Color is a channel for non-verbal communication. It communicates to us at a cellular level.
Zara Stender, chair holder with the Color Marketing Group (CMG) professes the power in color to influence moods, emotions, hunger, aggression—and buying decisions. “Color increases brand recognition by up to 80 percent, and it can be up to 85 percent of the reason people decide to buy,” as Stender mentioned in the Global Shop Conference 2012.
Trade show exhibitors and designers use color to create a visually pleasing environment in their trade show displays, and color used purposefully communicates with customers and prospects. To build a welcoming trade show exhibit, Stender recommended avoiding high-contrast colors—such as yellow and black, which she calls “danger colors.” Complementary colors, help to balance the eye. However if you want to convey a message of subliminal concentrated focus use high contrast colors. Also important is to anchor the space in true neutral; which can be created by mixing the designs’ entire palette and adding white. “Color is not only useful in designing a space, but also in knowing your customer,” Stender said.
Interestingly, as Stender explains, color is correlated with socio-economic status, with more complex colors associated with higher economic status. For example, an orange sports car will be referred as “bronze” or “copper.” Alternatively, primary colors are often associated with affordability. (Think the subliminal message that IKEA portrays)
Of course, colors across cultures carry different meaning. For example the color purple signifies royalty and spirituality in the Greco-Roman culture of the West. However, purple is the color of mourning for widows in Thailand and in some parts of India.
On an individual level, Stender explained that introverts tend to gravitate toward soft, muted palettes, while extroverts are happier in vibrant environments. Using color strategically, designers can create a balance that plays into both of these personalities in any environment. “The earmark of an extrovert is that they can’t focus,” Stender said. “When dealing with them on a sales floor, blues can help them to focus.” An introvert, on the other hand, might be inspired by just the right proportion of color richness.
Some color associations, according to Stender:
Red: Lust (has the power to alter time)
Purple: Spirituality (inspires loss of impulse control)
Brown: Dependability (especially in business)

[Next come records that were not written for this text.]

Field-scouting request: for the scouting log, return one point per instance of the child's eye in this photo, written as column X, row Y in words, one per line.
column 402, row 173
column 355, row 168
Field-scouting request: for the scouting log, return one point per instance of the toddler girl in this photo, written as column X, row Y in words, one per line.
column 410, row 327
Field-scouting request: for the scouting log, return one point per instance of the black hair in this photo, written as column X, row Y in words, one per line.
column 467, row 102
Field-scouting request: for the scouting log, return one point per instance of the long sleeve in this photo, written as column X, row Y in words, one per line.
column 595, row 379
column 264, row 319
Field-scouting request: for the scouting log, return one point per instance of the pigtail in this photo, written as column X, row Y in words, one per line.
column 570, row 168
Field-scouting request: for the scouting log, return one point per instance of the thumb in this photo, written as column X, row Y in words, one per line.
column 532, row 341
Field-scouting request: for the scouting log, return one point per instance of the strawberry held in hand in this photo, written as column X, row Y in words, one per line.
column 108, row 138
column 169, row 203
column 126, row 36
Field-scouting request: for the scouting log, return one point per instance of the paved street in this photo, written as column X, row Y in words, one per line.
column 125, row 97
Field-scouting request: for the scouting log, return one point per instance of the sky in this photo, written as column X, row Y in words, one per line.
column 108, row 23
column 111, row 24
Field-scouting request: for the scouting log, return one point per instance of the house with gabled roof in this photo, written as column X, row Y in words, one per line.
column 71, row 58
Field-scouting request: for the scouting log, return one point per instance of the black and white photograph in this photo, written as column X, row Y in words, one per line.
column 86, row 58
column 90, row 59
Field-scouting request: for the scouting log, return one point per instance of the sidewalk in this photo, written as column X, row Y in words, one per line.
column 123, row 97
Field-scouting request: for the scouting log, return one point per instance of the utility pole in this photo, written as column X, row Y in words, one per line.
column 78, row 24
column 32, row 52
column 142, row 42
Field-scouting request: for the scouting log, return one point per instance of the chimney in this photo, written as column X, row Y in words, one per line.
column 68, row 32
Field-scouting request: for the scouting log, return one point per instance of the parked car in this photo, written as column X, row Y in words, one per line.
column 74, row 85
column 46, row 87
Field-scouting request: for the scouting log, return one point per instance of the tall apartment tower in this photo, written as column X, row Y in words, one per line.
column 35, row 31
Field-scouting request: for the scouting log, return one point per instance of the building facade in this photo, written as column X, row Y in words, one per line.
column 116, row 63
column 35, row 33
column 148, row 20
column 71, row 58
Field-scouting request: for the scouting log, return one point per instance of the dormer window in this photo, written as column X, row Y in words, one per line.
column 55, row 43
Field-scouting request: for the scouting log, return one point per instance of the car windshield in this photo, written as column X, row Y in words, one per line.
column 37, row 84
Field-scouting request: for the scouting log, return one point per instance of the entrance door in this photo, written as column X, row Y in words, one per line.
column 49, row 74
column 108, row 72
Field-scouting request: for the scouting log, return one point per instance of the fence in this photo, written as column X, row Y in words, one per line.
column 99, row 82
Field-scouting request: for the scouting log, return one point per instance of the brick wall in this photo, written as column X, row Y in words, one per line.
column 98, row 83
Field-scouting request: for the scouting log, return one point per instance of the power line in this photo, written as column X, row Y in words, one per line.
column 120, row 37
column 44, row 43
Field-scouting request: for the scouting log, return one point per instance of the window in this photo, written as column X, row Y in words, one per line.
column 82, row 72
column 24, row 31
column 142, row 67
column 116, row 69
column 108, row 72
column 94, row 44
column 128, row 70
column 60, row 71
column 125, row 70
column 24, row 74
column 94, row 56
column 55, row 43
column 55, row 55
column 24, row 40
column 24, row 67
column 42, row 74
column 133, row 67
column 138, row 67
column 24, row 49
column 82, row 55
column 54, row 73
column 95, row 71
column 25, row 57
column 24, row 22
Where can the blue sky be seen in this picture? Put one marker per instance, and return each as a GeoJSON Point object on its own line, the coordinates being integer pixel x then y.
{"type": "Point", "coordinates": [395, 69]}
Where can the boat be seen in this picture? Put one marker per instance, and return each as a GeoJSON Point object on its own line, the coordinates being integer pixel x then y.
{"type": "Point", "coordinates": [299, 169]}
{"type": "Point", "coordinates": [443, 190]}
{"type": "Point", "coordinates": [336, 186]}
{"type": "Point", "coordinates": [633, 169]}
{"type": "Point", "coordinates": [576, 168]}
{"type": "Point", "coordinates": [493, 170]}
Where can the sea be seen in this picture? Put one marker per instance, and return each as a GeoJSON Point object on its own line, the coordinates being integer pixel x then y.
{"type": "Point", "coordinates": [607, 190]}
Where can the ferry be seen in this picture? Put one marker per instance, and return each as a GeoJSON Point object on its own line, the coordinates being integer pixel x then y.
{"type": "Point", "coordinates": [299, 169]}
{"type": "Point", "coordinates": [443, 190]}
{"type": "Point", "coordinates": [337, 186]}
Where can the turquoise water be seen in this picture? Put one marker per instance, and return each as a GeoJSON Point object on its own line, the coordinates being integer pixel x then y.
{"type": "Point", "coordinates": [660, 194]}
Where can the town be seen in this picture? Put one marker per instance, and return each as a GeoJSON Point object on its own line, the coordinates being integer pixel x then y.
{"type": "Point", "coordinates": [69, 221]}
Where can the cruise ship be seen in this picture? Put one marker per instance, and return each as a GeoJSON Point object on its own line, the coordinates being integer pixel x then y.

Blue and green: Focus and concentration
Burgundy and dark green: Tradition and authority
Red and purple: The “I’ll buy anything” color combination, according to Stender. “Red being lust—‘I wanna spend’—and purple being associated with loss of control.”
Ultimately, a buyer can be influenced by a number of things on the trade show floor. Put more control of how you are perceived in your own hands. When planning the design of your next trade show display, remember the powerful affect color can have on the mind of a buyer.